So as I mentioned earlier, I think this is rather interesting and nuanced point. Personally, I am 100% on board with the X & Y strategy you describe in your other post. In the world of rates, for example, unless you do outright macro, it's imperative that you find some ways to be long some tail risk to protect the core strategies you're making money on. However, protecting your core strategies with a tail hedge and explicitly betting on an event that's perceived unlikely are very different. Again, I am suggesting that, based on his very own admissions, Kyle Bass's Japan trade belongs to the latter category.Quote from Ghost of Cutten:
No it can't turn into a costly waiting game, because you control how much you pay while you wait. If you limit the risk to what you can comfortably wait/burn, then there is no issue. And since all bubbles in history have eventually popped spectacularly, you will get paid.
Example, let's say you were early on the housing bubble and started paying 1% per annum (when Treasuries were paying 4-5% per annum) to own CDS exposure from 2003. So, your fund performance is 1% per annum worse in 2003, 2004, 2005, 2006. Then you make 100% in 2007-2008.
So, with no timing ability whatsoever, and being 4-5 years too early, and not adding to your positions at all in 2007-2008 when it became obvious the timing was right, you had a 100% gain at a risk of 4-5%. Everyone who says you need timing to profit from bubbles is utterly wrong.
The only way you can lose shorting a bubble is if you risk more than your staying power/conviction and capitulate before it pops, or if you are wrong that it's a bubble.
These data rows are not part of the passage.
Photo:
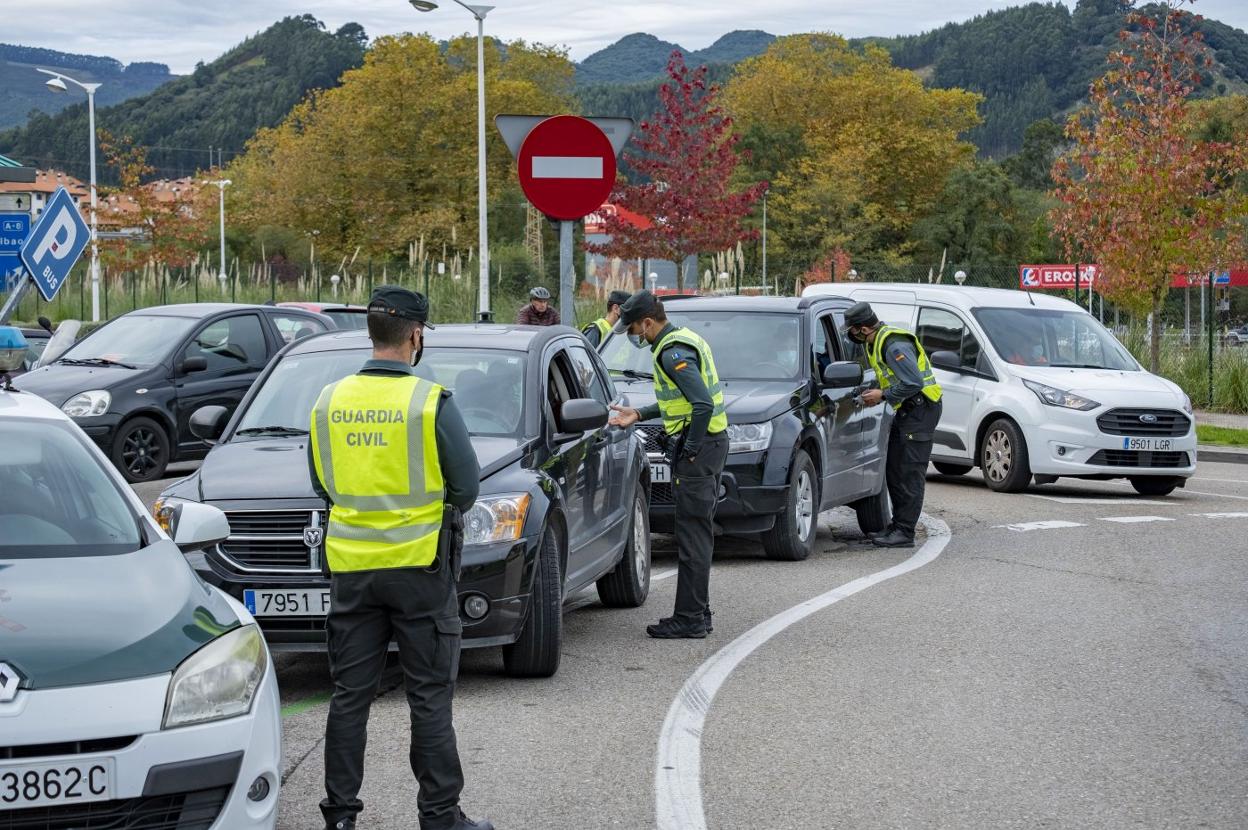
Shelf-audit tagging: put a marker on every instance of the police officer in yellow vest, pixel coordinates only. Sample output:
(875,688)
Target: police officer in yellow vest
(597,331)
(392,456)
(692,403)
(909,386)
You cannot lose by maintaining modest asymmetric positions each year until the crash occurs, even if your timing is horrible.
Finally, the timing issue is not hard anyway. You can either wait until the fundamentals start turning down, or wait until the key price drops below the 200 day moving average, or both, and only then put on your bets. This takes about 1 minute of analysis per month.
So, if you don't mind, I would like to ask about the strategy that explicitly bets on a "crash". I think it's a very interesting discussion that I am hoping will benefit me and further my understanding. However, first we need to establish some common ground. "Bubble", "crash" and "shorting a bubble" are, generally, very vague terms that need to be defined. Shall we try to narrow down in a specific context what these things actually mean? I propose to reuse the old short JGB trade, unless you want to use something else, such as Treasuries or smth.